You should see a dramatic difference:

  * The **base model** likely generates something generic, nonsensical, or completely unrelated to a quote. It doesn't understand the specific format or task we want.
  * The **fine-tuned model** should immediately generate a plausible-sounding quote that follows the structure it learned from our dataset. It has become a specialist.

Notice how the base model just tried to complete the text, while our fine-tuned model understood the task—to provide a quote in the format we taught it. That's the power of fine-tuning.

## Conclusion and Next Steps

Congratulations\! You have successfully fine-tuned a powerful language model to perform a specific task.
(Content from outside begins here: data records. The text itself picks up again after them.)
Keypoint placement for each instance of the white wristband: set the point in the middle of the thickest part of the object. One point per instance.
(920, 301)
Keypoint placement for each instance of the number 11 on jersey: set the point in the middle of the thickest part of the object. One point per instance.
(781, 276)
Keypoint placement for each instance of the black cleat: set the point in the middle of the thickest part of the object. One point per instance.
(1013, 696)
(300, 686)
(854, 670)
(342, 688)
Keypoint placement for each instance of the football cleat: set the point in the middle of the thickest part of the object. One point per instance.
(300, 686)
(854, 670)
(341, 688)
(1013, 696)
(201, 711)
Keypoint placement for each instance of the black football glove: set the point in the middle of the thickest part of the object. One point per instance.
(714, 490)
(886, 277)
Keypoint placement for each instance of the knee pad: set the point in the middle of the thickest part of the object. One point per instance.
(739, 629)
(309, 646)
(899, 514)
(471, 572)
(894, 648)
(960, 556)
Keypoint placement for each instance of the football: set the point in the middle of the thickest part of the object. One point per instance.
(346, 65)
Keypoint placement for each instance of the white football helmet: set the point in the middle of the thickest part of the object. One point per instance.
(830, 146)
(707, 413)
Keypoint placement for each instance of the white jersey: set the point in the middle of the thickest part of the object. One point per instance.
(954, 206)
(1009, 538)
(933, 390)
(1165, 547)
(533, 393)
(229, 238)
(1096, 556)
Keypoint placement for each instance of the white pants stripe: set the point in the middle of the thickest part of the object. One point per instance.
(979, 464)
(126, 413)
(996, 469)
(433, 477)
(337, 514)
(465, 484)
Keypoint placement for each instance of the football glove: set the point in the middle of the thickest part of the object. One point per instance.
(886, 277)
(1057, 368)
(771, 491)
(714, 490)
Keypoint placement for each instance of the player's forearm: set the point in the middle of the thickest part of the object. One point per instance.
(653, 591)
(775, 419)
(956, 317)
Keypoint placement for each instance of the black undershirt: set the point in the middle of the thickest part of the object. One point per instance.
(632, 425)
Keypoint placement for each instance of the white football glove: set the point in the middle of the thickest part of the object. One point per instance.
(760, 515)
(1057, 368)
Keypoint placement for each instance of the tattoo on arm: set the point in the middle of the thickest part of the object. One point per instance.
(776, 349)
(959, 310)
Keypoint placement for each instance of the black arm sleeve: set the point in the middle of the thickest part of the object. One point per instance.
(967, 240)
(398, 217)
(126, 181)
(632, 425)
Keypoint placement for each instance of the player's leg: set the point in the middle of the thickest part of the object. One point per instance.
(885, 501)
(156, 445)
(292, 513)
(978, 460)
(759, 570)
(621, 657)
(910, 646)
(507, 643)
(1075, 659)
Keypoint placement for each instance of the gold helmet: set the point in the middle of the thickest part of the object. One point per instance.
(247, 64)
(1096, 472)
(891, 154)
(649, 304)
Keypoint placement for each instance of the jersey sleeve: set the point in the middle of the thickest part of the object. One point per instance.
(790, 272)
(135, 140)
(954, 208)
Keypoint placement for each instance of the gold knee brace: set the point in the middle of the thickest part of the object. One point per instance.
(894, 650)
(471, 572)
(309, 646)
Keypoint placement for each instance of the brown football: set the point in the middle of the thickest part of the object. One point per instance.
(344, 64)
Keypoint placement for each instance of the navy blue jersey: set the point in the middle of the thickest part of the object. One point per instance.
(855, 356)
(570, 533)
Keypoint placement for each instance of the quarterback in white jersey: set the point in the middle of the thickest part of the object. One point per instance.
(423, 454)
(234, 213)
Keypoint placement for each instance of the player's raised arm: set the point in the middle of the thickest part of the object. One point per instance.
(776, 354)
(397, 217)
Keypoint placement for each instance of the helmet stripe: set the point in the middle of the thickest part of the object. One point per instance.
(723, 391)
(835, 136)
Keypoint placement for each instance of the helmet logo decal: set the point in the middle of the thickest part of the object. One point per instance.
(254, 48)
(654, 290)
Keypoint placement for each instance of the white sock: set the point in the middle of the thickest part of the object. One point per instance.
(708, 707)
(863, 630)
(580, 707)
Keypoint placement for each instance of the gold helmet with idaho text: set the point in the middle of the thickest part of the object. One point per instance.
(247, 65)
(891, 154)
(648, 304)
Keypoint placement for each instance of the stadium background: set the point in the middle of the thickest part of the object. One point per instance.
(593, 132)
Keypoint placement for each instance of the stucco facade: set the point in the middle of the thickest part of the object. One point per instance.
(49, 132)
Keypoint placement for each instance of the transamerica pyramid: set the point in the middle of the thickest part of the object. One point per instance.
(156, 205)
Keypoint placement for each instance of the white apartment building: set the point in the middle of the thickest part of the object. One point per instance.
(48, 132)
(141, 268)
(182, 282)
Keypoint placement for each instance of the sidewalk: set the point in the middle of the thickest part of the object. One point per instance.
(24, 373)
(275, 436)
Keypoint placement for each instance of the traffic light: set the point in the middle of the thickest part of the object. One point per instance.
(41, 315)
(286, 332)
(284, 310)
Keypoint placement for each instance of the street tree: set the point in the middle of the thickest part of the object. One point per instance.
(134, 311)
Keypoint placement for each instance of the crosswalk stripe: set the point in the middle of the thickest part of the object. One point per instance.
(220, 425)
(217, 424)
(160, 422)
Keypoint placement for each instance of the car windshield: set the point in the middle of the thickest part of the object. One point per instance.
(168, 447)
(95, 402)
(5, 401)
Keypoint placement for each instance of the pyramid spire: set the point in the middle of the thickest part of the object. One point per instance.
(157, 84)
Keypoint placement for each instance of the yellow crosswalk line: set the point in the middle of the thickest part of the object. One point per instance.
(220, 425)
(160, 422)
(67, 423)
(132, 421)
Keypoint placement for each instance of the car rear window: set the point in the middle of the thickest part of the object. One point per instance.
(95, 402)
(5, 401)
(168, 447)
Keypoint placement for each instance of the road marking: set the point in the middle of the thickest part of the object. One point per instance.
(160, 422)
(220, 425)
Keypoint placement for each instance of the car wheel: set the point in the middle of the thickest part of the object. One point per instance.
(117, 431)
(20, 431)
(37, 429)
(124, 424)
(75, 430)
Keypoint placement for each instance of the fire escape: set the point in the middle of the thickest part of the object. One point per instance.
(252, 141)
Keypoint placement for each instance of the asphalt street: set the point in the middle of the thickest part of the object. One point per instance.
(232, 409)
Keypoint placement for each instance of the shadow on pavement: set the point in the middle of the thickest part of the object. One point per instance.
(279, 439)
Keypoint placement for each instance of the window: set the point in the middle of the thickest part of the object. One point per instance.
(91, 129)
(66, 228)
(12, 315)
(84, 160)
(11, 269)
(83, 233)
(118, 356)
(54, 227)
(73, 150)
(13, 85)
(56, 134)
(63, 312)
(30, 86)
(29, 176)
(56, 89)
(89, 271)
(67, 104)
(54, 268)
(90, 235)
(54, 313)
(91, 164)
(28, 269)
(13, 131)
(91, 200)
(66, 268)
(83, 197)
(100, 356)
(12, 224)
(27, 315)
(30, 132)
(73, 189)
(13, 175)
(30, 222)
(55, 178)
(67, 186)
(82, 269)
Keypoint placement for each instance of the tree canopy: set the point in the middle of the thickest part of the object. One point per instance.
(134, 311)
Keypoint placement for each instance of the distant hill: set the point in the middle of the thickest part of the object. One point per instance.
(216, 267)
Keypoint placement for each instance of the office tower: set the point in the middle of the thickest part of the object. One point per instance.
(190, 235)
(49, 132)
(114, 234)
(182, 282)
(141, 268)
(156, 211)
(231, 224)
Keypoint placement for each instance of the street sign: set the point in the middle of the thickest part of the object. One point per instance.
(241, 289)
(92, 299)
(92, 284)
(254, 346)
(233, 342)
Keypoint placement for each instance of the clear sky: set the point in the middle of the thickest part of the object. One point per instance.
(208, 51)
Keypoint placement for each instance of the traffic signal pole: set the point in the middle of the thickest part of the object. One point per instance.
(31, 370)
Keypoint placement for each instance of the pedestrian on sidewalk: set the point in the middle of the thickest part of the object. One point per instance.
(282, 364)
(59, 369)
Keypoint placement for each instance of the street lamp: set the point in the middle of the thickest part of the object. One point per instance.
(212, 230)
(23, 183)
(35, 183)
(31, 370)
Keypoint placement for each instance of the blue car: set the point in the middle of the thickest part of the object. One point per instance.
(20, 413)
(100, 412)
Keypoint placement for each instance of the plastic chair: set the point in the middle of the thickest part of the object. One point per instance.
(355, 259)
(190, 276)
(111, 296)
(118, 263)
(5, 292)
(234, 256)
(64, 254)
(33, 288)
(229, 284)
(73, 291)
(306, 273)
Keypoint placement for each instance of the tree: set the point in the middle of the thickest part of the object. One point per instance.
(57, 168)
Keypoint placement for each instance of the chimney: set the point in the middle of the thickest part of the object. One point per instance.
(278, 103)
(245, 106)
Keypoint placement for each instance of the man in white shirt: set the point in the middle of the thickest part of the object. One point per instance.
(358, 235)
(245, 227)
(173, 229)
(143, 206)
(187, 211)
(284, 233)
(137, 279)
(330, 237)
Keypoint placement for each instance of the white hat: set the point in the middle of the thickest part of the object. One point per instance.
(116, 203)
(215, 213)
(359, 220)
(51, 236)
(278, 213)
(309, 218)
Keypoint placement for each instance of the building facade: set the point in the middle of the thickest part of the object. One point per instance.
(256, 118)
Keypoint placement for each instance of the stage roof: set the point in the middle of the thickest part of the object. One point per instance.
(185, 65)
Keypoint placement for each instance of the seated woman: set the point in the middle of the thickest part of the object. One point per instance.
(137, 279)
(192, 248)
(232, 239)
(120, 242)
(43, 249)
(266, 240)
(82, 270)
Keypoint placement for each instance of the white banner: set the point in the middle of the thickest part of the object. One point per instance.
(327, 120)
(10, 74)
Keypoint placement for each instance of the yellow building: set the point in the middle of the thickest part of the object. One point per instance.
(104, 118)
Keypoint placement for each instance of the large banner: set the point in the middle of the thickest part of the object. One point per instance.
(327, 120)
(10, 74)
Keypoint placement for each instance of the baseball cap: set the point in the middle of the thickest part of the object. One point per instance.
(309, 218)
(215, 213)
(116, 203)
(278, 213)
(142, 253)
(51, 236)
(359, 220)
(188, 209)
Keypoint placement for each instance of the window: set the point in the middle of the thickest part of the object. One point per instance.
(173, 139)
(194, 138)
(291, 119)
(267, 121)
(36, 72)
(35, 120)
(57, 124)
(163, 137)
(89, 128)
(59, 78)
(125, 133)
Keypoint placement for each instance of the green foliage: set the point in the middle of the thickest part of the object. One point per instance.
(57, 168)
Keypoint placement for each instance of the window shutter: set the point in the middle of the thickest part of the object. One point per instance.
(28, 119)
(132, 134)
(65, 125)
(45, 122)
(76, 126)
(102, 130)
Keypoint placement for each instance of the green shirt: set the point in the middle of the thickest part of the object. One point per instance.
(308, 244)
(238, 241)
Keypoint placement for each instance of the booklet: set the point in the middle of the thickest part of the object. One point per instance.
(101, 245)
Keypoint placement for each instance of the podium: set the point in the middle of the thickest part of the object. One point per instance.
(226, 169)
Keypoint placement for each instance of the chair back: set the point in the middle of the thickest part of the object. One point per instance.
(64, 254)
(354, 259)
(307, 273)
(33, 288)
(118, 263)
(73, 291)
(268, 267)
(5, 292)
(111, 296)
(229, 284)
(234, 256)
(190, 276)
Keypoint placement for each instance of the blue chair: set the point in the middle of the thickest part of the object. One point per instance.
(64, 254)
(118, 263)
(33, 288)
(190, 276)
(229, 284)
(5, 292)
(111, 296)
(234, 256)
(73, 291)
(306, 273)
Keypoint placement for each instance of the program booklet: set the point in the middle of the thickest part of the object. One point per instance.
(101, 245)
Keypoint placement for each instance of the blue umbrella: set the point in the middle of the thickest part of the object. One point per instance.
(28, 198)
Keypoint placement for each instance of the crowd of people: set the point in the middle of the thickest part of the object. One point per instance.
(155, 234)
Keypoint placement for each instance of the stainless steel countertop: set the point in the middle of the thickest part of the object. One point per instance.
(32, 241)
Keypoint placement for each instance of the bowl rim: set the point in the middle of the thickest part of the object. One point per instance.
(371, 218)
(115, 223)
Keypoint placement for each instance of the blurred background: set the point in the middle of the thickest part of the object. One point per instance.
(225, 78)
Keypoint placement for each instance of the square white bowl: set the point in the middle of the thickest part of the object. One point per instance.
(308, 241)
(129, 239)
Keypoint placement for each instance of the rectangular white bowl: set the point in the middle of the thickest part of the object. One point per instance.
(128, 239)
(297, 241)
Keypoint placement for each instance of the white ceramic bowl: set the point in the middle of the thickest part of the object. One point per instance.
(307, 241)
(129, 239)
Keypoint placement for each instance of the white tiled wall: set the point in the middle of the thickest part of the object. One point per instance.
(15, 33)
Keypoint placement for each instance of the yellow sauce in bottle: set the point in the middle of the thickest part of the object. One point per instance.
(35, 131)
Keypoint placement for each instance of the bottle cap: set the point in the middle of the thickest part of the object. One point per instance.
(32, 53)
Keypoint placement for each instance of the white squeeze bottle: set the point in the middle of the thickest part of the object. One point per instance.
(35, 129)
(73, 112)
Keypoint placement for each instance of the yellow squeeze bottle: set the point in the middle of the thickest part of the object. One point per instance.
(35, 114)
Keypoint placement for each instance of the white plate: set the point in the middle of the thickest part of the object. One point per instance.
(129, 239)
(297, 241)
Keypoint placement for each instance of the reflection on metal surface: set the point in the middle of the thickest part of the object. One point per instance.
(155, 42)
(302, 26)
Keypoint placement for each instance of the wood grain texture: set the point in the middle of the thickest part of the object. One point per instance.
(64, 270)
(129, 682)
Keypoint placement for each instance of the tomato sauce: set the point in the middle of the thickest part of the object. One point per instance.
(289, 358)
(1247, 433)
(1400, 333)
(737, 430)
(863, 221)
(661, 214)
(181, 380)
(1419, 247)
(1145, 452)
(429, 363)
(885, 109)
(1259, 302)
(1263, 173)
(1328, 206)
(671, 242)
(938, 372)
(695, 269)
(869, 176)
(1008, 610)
You've gone through the entire end-to-end process:

1.  **Prepared a custom dataset** with a specific format.
2.  **Loaded a pre-trained model** efficiently using quantization.
3.  **Fine-tuned the model** using the Hugging Face `Trainer`.
4.  **Evaluated and confirmed** that your model learned its new skill.

This is the core loop of applied NLP. From here, you can explore further:

  * **Try a different dataset**: Fine-tune a model to write poetry, code, or even mimic a specific person's writing style.
  * **Experiment with hyperparameters**: Change the `learning_rate` or `num_train_epochs` to see how it affects the final model.
  * **Use a larger model**: If you have access to more powerful hardware, try fine-tuning an even larger model for better results.

You now have the practical skills to adapt and specialize foundation models for your own unique applications.